The only requirement for categorizing a vulnerability with a CVSS score is the completion of the Base score components -- the Exploitability subscore, the Impact subscore and the Scope subscore. These scores are used to calculate the overall base score using a formula that weights each subscore.
The Temporal score is calculated by multiplying the Base score by the three metrics within the Temporal metric, while the Environment score is a more complex calculation with the five metrics being used to recompute the Base and Temporal scores to give a more accurate evaluation of the severity of a vulnerability in the context of the way that the vulnerable component is deployed.
CVSS vs. CVE
CVSS is not a vulnerability classification system like CVE (Common Vulnerabilities and Exposures), which is a unique identifier for each vulnerability listed in the NIST NVD (National Vulnerability Database).

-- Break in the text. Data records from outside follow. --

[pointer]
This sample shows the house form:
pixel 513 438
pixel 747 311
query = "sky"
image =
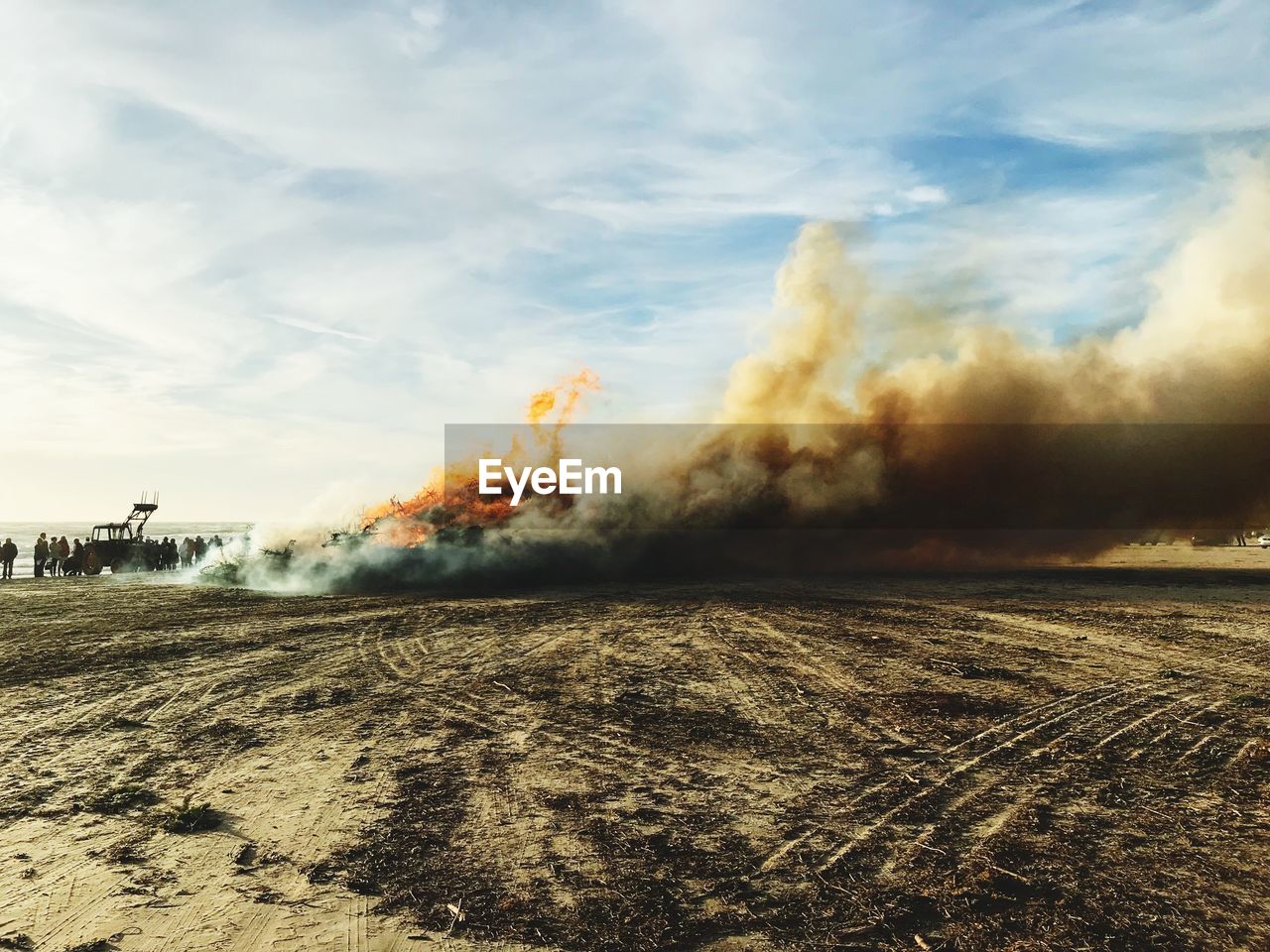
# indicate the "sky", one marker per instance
pixel 255 255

CVE identifiers are in the format CVE-[4 Digit Year]-[Sequential Identifier]. So, for example, the CVE for the Heartbleed vulnerability is: CVE-2014-0160. CVE does however use CVSS to provide an indication of the severity of each CVE and FIRST's qualitative ratings based on the CVSS base score are provided for each CVE vulnerability.
Publicly available CVSS scores are Base scores only, so they represent the severity of a vulnerability, but not whether a vulnerability poses a risk to a specific IT environment. A CVSS calculator is required to calculate the Temporal and Environmental scores for an organization's own environment. There are free CVSS calculators provided by FIRST, NIST and CISCO, while ImmuniWeb has an online calculator to calculate a CVSSv3 Base Score for vulnerabilities in web applications.